# Does anything eat Poop?



## Toshogu (Apr 24, 2009)

Hey, was just wondering if there is anything in the freshwater world that eat's fish poop as in eats poop like it's going out of style. Cause I would like to not have to vacumm every day.


----------



## lohachata (Jan 27, 2006)

do you eat poop???........ no.......then why would you expect a fish to eat poop.....
there are no fish that eat excrement..


----------



## Tallonebball (Apr 6, 2009)

You shouldn't have to vacuum everyday anyways, that means you have too many fish in your tank or one fish that needs to be removed.


----------



## alliecat420 (Mar 28, 2009)

how meny fish do you have in how large of a tank.. it might not be overcrowded.. you might just be overfeeding.. it could be moldy food your seeing


----------



## Toshogu (Apr 24, 2009)

dogs eat poop from time to time especially cat poop, cause most of the food in cat poop is largely undigested. Dungbeetles don't eat it, but they utilize it. And everyday is an exaggeration, more like every other day, and that's cause I'm anal about how the black sand looks =P


----------



## alliecat420 (Mar 28, 2009)

Toshogu said:


> dogs eat poop from time to time especially cat poop, cause most of the food in cat poop is largely undigested. Dungbeetles don't eat it, but they utilize it. And everyday is an exaggeration, more like every other day, and that's cause I'm anal about how the black sand looks =P


point taken.. but still... no fish eat poop.. theres not much nutritional value in it


----------



## Tallonebball (Apr 6, 2009)

I don't think we need a list of animals that eat poop. How about we get a list of the size and fish in your tank and then we can help lol


----------



## aquatico (Mar 5, 2009)

I've seen fish eat poop, then be like oops and spit poop out lol. I thought this thread was a joke XP. Also just want to add if you over clean your tank it could be just as bad as a too dirty tank


----------



## Toshogu (Apr 24, 2009)

doesn't have to be fish, maybe snails, invetabretes, eh.. worms?


----------



## Obsidian (May 20, 2007)

I believe that the best you can do in an aquatic environment in your house is find snails that will eat the extra food left over etc. Now keep in mind that snails poop as well. MTS would be a good choice but keep in mind how many of them you will have in a short period of time. Also the snails are eating detritus, NOT poop. For lines of poop on your black sand there is nothing that I know of that can help you.


----------



## alliecat420 (Mar 28, 2009)

nothing.. not snails.. no invertabrets.. not even worms... nothing eats poop..


----------



## lohachata (Jan 27, 2006)

nope..... nope..... and nope... lol

there are many mammals that eat the excerment of their newborn....part of that is because it has nutrients in it..also to keep predators from getting the scent..newborn do not have a scent of their own; but their waste does..


----------



## lohachata (Jan 27, 2006)

sometimes i have to holler at folks about things that they don't really understand...
now.....ya'all put on the thinking caps...... take a good look at your fishes... now think about what their natural habitat is like..... what is the water like???....what kind of substrate??... plants??.. driftwood??.. rocks??.. 
all of these things are important...where it came from is the perfect environment for those fishes..
but we human beings like to think that we are smarter than god and we create environments that we think they should be in... mainly because it is what "WE" want and think looks good...
fish really do not live in near sterile conditions...if some folks ever got a good look at areas of the amazon they would be down there with 1,000,000,000,000 GPM canister filters trying to clean up all the nasty gunk.
there is such a thing as being too clean for the good of the fish..

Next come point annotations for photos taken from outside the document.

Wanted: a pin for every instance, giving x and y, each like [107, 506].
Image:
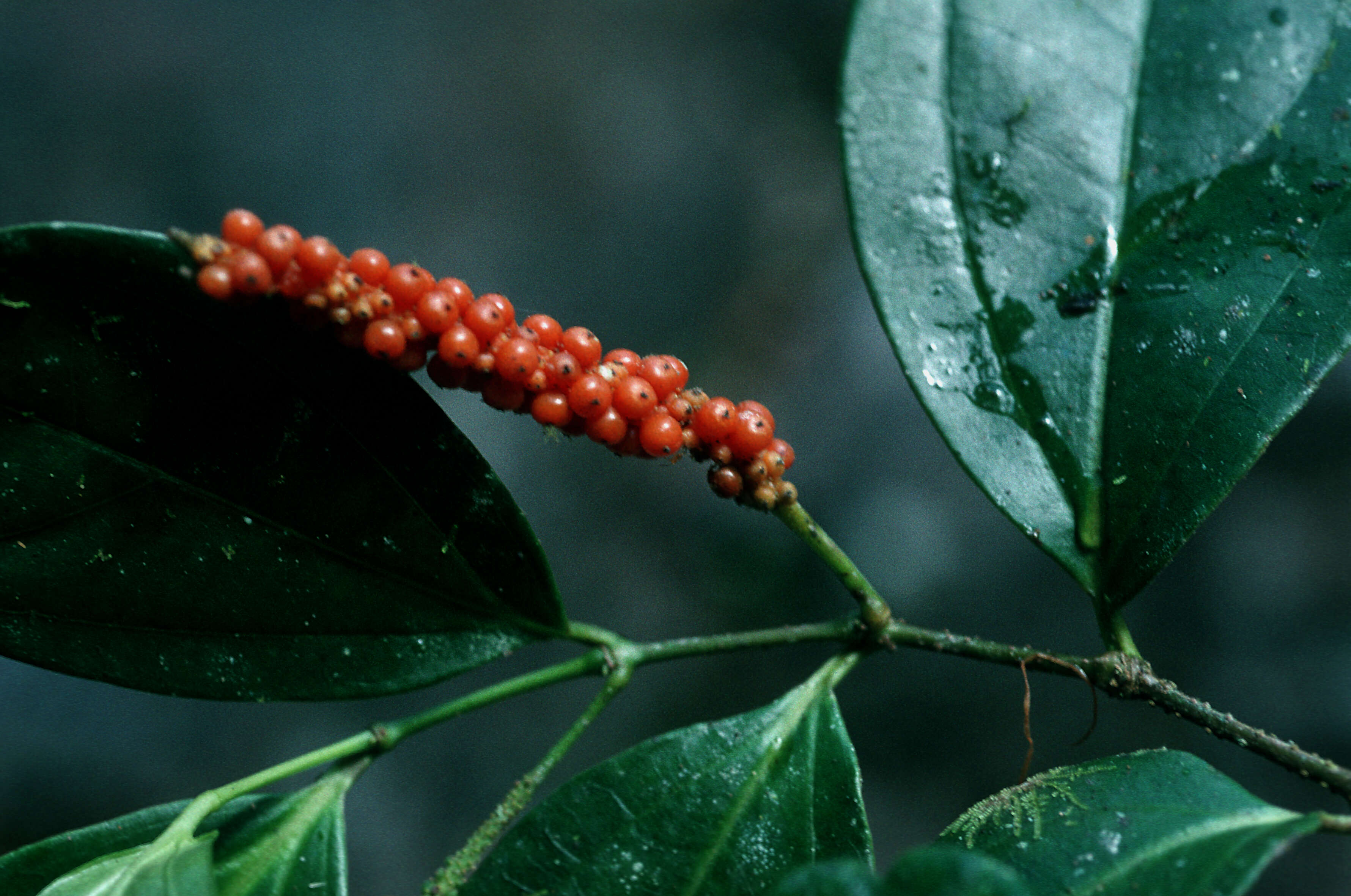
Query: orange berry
[582, 345]
[590, 396]
[384, 339]
[660, 435]
[517, 359]
[241, 227]
[458, 346]
[369, 265]
[249, 273]
[546, 331]
[607, 428]
[634, 397]
[318, 258]
[277, 245]
[215, 281]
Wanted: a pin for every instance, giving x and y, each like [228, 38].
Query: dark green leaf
[725, 807]
[1156, 822]
[1107, 248]
[838, 877]
[206, 501]
[948, 871]
[931, 871]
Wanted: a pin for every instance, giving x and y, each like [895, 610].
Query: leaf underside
[1149, 822]
[725, 807]
[207, 501]
[1107, 243]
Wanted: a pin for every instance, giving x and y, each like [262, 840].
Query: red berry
[750, 435]
[758, 408]
[517, 359]
[414, 331]
[318, 258]
[369, 265]
[629, 359]
[563, 369]
[407, 284]
[545, 328]
[292, 282]
[458, 346]
[660, 435]
[458, 290]
[241, 227]
[215, 281]
[680, 408]
[277, 245]
[662, 373]
[582, 345]
[486, 319]
[590, 396]
[634, 397]
[437, 311]
[765, 496]
[714, 422]
[538, 381]
[725, 481]
[380, 301]
[249, 273]
[609, 428]
[550, 410]
[503, 394]
[385, 339]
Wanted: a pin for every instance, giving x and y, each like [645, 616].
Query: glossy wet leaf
[931, 871]
[204, 501]
[1157, 822]
[725, 807]
[1107, 243]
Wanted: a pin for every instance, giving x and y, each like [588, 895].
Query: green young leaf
[264, 847]
[28, 871]
[178, 868]
[725, 807]
[294, 847]
[1106, 245]
[1157, 822]
[931, 871]
[204, 501]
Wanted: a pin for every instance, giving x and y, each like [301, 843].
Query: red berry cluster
[400, 314]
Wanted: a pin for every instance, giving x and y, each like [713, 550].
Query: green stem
[392, 733]
[873, 609]
[211, 801]
[449, 877]
[1112, 628]
[380, 739]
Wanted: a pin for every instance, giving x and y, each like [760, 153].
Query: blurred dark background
[668, 174]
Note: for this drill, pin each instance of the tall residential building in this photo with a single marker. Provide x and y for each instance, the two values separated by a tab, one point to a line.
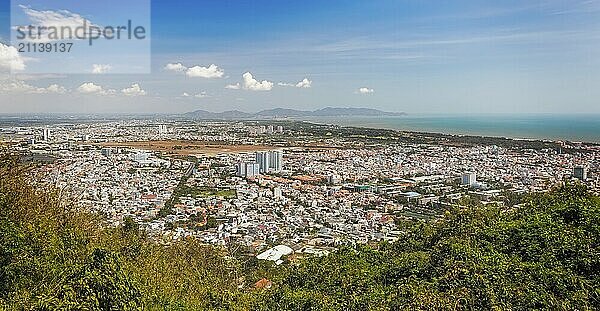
469	179
276	161
252	169
240	169
262	158
162	129
580	172
247	169
46	135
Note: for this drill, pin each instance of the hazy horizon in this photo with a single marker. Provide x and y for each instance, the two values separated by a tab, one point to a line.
463	57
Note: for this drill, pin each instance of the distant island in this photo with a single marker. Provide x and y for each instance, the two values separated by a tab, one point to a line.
292	113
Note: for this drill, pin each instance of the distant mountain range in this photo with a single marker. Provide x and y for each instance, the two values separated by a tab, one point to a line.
292	113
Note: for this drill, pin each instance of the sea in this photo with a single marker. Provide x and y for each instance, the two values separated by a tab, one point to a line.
575	128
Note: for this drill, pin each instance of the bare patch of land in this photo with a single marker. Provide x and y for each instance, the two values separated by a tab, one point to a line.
185	147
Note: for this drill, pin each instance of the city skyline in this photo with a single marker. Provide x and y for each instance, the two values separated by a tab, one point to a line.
415	57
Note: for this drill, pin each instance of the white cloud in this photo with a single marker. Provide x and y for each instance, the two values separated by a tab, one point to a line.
55	88
201	95
10	59
233	86
91	88
254	85
100	68
210	72
177	67
47	21
365	90
18	86
133	90
305	83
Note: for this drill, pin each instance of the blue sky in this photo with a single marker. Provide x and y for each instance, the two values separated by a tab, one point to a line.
413	56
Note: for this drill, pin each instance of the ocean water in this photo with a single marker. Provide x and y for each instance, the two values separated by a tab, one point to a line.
579	128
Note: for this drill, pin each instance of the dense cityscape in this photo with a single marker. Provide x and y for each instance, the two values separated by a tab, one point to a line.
305	187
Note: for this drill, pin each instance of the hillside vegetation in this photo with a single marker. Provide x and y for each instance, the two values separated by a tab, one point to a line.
543	255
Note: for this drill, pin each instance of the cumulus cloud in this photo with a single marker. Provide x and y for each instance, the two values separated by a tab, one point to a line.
305	83
254	85
92	88
365	90
55	88
46	21
177	67
233	86
10	59
19	86
133	90
210	72
100	68
201	95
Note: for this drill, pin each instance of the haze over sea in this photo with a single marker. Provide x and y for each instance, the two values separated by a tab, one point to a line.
577	128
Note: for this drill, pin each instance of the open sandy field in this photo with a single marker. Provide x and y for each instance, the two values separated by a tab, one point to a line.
185	148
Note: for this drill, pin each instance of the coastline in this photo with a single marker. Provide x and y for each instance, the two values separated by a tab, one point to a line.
570	128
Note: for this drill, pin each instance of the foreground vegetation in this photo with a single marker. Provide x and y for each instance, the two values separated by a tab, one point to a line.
543	255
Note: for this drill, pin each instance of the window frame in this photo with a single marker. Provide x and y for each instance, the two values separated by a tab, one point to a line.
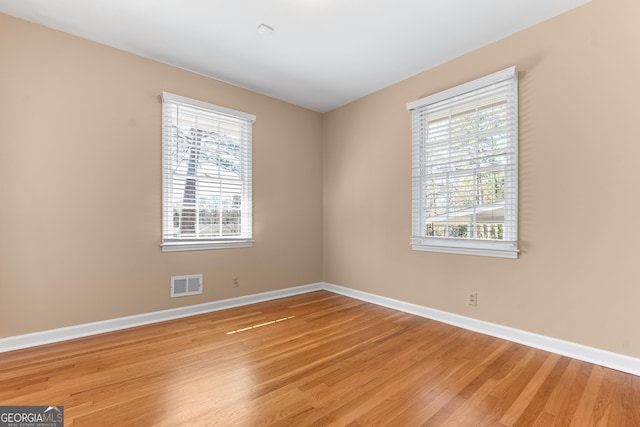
220	114
504	248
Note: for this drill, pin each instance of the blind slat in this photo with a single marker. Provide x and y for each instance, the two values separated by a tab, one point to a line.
207	189
464	161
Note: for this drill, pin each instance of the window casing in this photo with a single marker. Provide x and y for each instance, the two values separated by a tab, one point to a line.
465	168
206	175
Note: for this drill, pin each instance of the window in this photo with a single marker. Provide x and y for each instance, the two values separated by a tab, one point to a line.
206	175
465	168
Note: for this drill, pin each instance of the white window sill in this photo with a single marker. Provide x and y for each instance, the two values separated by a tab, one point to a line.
199	246
462	247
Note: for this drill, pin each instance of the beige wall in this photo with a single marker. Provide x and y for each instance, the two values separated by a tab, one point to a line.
80	197
578	276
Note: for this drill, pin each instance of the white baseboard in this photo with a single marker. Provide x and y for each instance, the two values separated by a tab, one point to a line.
87	329
597	356
619	362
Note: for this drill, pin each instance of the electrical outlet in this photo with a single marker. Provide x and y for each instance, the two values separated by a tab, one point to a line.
472	298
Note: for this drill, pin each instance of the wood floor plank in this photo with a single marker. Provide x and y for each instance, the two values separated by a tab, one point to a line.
315	359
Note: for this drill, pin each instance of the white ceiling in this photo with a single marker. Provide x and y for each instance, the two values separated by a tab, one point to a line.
322	54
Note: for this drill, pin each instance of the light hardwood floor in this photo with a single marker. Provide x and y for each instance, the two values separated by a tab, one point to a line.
314	359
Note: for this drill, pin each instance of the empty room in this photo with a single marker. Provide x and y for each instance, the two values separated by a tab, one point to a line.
312	212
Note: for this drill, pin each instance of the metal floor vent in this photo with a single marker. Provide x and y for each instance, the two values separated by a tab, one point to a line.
186	285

toshogu...... i think you need to be less anal about this issue or you are going to analize your fish to death... lol


----------



## shev (Jan 18, 2005)

I've been conditioning my fish wrong this whole time?


----------



## Toshogu (Apr 24, 2009)

Half the fun of creating a mixed species aquarium is finding fish with same parameters that fit some function within the tank. Pleco's and snails for most algae, Cory's and shrimp for destrus and leftovers, Platy's to keep the plants clean, Beta's to sit there and look good. I'll be adding Sidthemunkeys to keep the snails in check. and some (true) siamese algae eaters, once the hair algae shows up.


----------



## skason (Jan 8, 2009)

Horses and Rabbits eat their own feces. Post-Gastric Fermenters. Rabbits are sneaky and do it at night.


----------



## Guest (May 3, 2009)

i cant seem to find any fish names "Sidthemunkey":- i think the name is spelt "Sidthimunki".


----------



## Toshogu (Apr 24, 2009)

it's Botia (sounds like "Sid the Monkey") spelling


----------



## Mr. Puffer (Mar 26, 2007)

http://www.britannica.com/EBchecked/topic/526792/scat

I also have about 5-6 other links just from googling Scat once. They are known eaters of poo. Their definately not freshwater, but everyone here seems to think there aren't fish that eat poo. Figured I would let you know thats not true.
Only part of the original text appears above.